Very comprehensive and timely! I would compare Drugs and Philippine society to Karl Marx in its documentation of drug policy in the Philippines as the latter is to capitalism. This book covers a wide range of everything about ‘drugs’ in the Philippines. It delved into drugs from its widespread use in celebrations and rituals dating precolonial, to monopoly during the European advent, leading to criminalization being the rationale of the previous regime’s war against the poor. What became the most impactful to me was the chapter on Prof. Tan’s The Construction of Drug Addiction and the Addict that conversed on the honing of stigma towards specific psychoactive substances when many over-the-counter ones produce similar effects and are, as well, objects of “addiction” as defined by standards. How is drug addiction perceived and why are state-sanctioned initiatives to curtail it target mostly the lower classes? This book collected narratives, interviews, and studies from different perspectives that are not often overtly broadcasted in public news, whose information is often consulted from the police and other agents of the state.
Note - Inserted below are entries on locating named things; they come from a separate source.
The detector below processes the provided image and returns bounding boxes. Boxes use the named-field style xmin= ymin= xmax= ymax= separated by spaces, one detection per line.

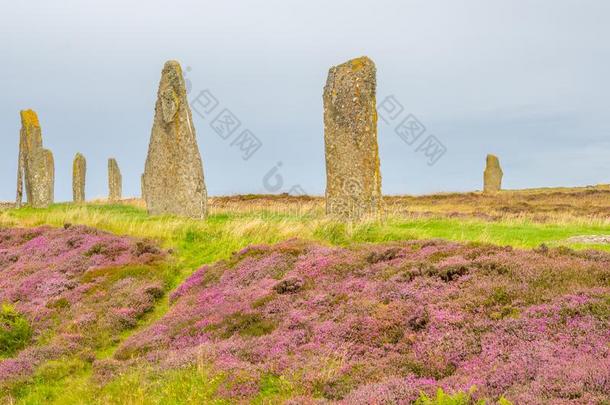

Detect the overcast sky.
xmin=0 ymin=0 xmax=610 ymax=201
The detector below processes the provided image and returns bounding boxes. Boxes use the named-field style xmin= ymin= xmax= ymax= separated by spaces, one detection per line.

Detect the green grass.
xmin=0 ymin=204 xmax=610 ymax=404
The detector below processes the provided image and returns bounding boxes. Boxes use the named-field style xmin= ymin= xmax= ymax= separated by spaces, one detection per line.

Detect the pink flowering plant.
xmin=110 ymin=240 xmax=610 ymax=404
xmin=0 ymin=225 xmax=165 ymax=385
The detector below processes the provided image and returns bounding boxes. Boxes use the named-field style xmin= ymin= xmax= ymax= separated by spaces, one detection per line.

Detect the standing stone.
xmin=140 ymin=173 xmax=146 ymax=202
xmin=483 ymin=155 xmax=504 ymax=193
xmin=142 ymin=61 xmax=207 ymax=218
xmin=72 ymin=153 xmax=87 ymax=204
xmin=323 ymin=57 xmax=382 ymax=219
xmin=16 ymin=110 xmax=55 ymax=208
xmin=108 ymin=158 xmax=123 ymax=203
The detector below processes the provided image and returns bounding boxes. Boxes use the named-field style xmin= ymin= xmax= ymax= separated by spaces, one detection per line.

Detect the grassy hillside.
xmin=0 ymin=187 xmax=610 ymax=404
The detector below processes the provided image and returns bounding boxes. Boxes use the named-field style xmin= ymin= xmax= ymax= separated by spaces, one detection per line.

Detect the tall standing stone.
xmin=72 ymin=153 xmax=87 ymax=204
xmin=108 ymin=158 xmax=123 ymax=203
xmin=16 ymin=110 xmax=55 ymax=208
xmin=142 ymin=61 xmax=207 ymax=218
xmin=323 ymin=57 xmax=382 ymax=219
xmin=483 ymin=155 xmax=504 ymax=193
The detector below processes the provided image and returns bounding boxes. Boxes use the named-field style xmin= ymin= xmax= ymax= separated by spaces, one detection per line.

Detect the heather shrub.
xmin=0 ymin=225 xmax=165 ymax=388
xmin=114 ymin=240 xmax=610 ymax=405
xmin=0 ymin=304 xmax=32 ymax=356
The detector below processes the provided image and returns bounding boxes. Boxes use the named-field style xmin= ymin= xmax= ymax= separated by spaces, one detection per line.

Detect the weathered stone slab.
xmin=483 ymin=155 xmax=504 ymax=193
xmin=16 ymin=110 xmax=55 ymax=208
xmin=142 ymin=61 xmax=207 ymax=218
xmin=323 ymin=57 xmax=382 ymax=219
xmin=72 ymin=153 xmax=87 ymax=204
xmin=108 ymin=158 xmax=123 ymax=203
In this book, the reader is offered different narratives and perspectives, with many the ones from the condemned “addicts”, and allowed to regard these personalities as victims of not just a faulty justice system but a bigger problem concerning public health. The issue of drug use must be faced with sensitivity to culture, history, and human life, dealing with people who use drugs in an evidence-based treatment and not of a penal populist approach. A punitive approach against drug use and supply neither abates nor reduces but only breeds modified means for its redistribution. At present, the Philippines needs collective support from its people for the decriminalization of drugs and the reallocation of investments for militarization and the construction of more prisons, to healthcare and education. The present approach towards this public health problem leads to a war against people who use drugs and not what it originally stated the “war on drugs”. Without collective support from the masses, policy revisions will not ensue because, quoting from the book, how could the state support programs that specifically target the demolition of its own lethal schemes? For those interested in drug policy and the political atmosphere in and towards drug use in the Philippines, this is a good read.
In understanding the prevalence of narcotics in Philippine society, this compilation edited by Lasco gives us a deeper understanding of why Filipinos are plunged into darkness and how it must be overcome through rehabilitation instead of militaristic raids, as seen in Duterte's war on drugs campaign. One particular essay, "Rizal the User" written by the historian Ambeth Ocampo, talks about how the national hero, Jose Rizal, had acknowledged experimenting with cannabis in 1887 and could have ended up as another victim of the drug war of modern times. This viewpoint makes us wonder if the noted patriots like Rizal even tried narcotics at one point in their life, why has it blown out of proportion today?